The required data rate for various medical and healthcare data can be calculated with the number of used channels NC, the sampling rate fs and the number of quantization bits Nb by fb = NC fs Nb. On-body sensor data are usually sampled with a sampling rate fs between 0.2 and 256 Hz and quantized with a 12- or 16-bit analog to digital converter. On the other hand, the raw data for the capsule endoscope may need a data rate of 76 Mbps for real time transmission. Even if an image compression technique is employed, a data rate as high as 10 Mbps may be still necessary for a high-quality picture or video transmission. Table 1.2 summarizes some estimated data rates required for body area transmission of medical and healthcare information data (Misic and Misic, 2010). A data rate ranging from several bps to 10 Mbps should be supported by body area communications.

Table 1.2 Required data rates for medical and healthcare information.

Health information Data rate
On-body
ECG 36 kbps
EEG 98 kbps
Pulse rate 2.4 kbps
Respiratory rate 1.0 kbps
Blood pressure 1.92 kbps
Heart rate 1.92 kbps
Body temperature 2.4 bps
In-body
Capsule endoscope 10 Mbps

1.2.2 Assistance to People with Disabilities

In the second category of applications, there are also plenty of possible scenarios (Li, Takizawa, and Kohno, 2008). One of the typical scenarios is the application for assisting people with visual disabilities. In this application, a wireless body area link is formed among the sensors attached to the belongings of a person and a transceiver worn by the person. A reasonable range between these sensors and the transceiver is set in advance. When the person forgets his or her belongings and leaves them over the pre-set range, a warning signal will be generated automatically from the transceiver. Moreover, in advanced applications, a camera with on-body communication function can be attached to a person with visual disability. Pictures taken by the camera are sent to an on-body control unit, where they are converted to audio signal to provide guidance to the person. A similar principle can also be used for assisting people with speech disability. Here, sensors to catch finger and hand movements are used, and the obtained information is converted into speech.

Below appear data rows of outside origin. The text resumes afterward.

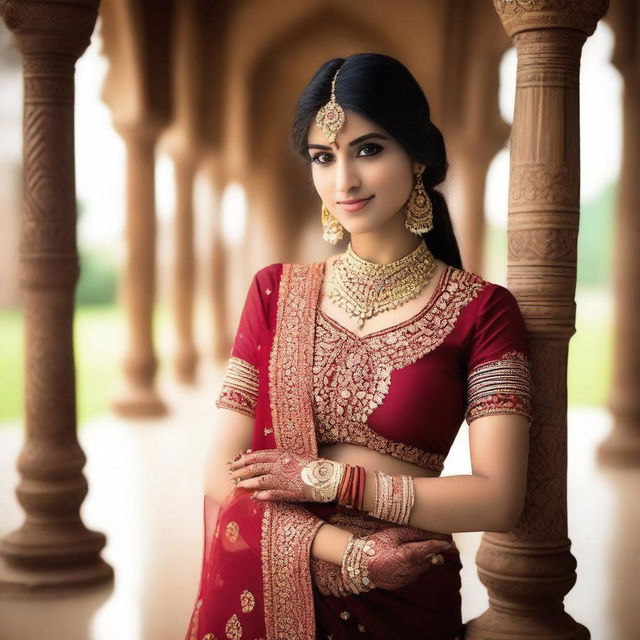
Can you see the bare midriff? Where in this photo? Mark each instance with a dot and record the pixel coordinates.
(373, 460)
(355, 454)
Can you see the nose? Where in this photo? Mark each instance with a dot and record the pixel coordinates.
(347, 179)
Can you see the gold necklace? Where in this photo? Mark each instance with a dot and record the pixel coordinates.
(365, 289)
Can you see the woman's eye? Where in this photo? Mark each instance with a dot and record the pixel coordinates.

Accident prevention or rescue for elderly people is also a promising application of body area communications. For example, an elderly person can wear a foot sensor for monitoring steps and some tilt sensors for monitoring accidental falls. The sensor data are continuously sent to an on-body receiver by means of the body area communication technique. If these sensors detect anything unusual, the receiver can give a warning signal to the elderly person or emit a warning sound.

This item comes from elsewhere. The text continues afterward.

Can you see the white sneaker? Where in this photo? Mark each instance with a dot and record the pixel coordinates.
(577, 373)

1.2.3 Consumer Electronics and User Identification

The third category of applications is for consumer electronic connectivity. A typical example is to connect a headphone to a music player without wires. By using body area communications, we can not only increase convenience by removing wires but also provide a method of source sharing in audio or video streaming. In these applications, for example, two or more people can share the same music player by using wireless headphones. People can also exchange their business card information by handshake.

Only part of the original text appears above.